Most hospital construction usually stops there, but we took it one step further. We had the clinicians and the STAR Center test the clinical spaces by running simulations of clinical scenarios in each of the spaces, to make sure that the spaces functioned as safely and effectively as possible while reducing redundancy and waste and improving the patient experience. As some examples, we brought the mannequins over and did a simulation of a delivery, and we did a simulation of a C-section, taking them from the cardboard delivery room and wheeling them down the hall to the cardboard OR. We did a simulated code in the cardboard ICU.
This allowed us to test the space before we built it and started to work in it. Why is the outlet over there? Why is the call bell over there? I can’t see the clock.
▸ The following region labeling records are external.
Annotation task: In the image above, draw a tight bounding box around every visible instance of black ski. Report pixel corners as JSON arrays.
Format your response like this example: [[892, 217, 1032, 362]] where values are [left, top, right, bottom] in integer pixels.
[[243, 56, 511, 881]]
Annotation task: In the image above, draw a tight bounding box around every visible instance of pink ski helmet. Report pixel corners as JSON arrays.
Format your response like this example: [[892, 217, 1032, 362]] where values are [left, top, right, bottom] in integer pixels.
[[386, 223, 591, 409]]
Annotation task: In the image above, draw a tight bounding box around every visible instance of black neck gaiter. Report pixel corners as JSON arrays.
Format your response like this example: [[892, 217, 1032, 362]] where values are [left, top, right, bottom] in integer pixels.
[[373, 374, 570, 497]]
I can’t see the monitors as well as I’d like. We came up with about 220 different changes to the design, some of which were critical changes that would have had a significant impact on work flow, safety, efficiency and patient experience.
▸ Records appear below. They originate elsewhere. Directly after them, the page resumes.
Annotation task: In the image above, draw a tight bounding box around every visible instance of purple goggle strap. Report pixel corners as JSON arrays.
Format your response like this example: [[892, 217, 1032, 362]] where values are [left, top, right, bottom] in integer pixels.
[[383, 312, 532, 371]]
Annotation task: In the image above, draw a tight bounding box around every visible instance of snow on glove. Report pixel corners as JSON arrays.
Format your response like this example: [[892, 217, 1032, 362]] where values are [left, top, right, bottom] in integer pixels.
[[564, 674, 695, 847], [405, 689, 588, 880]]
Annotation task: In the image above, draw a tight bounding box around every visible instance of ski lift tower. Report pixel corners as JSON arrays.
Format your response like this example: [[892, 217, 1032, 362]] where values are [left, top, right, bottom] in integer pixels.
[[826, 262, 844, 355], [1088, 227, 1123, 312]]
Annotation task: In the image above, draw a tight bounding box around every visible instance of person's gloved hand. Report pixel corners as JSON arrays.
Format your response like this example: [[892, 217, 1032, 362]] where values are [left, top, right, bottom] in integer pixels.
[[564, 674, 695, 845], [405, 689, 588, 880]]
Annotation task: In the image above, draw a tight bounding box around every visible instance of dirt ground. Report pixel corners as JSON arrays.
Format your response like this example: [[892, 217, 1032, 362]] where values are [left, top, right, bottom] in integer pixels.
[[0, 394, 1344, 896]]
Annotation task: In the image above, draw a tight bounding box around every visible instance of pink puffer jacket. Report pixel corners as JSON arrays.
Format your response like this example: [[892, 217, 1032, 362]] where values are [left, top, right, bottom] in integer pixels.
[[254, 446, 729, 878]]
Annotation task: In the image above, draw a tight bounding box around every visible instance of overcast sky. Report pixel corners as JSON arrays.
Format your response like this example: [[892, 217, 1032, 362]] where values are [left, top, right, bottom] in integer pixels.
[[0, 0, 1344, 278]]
BT: Finish this sentence: If I hadn’t ended up in medicine, I would have been…
AK: I thought for a brief period of time about architecture.
BT: And look at you now, building a hospital.
AK: I know. I was always interested in architecture as a kid. But I was always very interested in math and sciences too. I had an older brother — we were very close and he was interested in being a doctor. He is a cardiologist now. Once I found out more about what medicine is like, through him, I became more and more interested.
BT: Any books you’d recommend to colleagues?
AK: Atul Gawande’s “Being Mortal.” It’s about palliative care, and hospice care. The book discusses thinking about end-of-life care differently. We need to think about what our patients and families really want. I don’t think we always serve our patients very well when it comes to end-of-life care, partly because we as physicians haven’t thought about it for ourselves.
In medicine, we cover all of the other bases very well. What is your ideal pregnancy? How would I want to be treated if I broke an arm or leg? But who wants to think about how you want to die?
In other countries, because of different cultures and the socialization of medicine, they come at it very differently. Society, patients and family have come to accept end of life very differently, while our expectation is that we want everything done possible.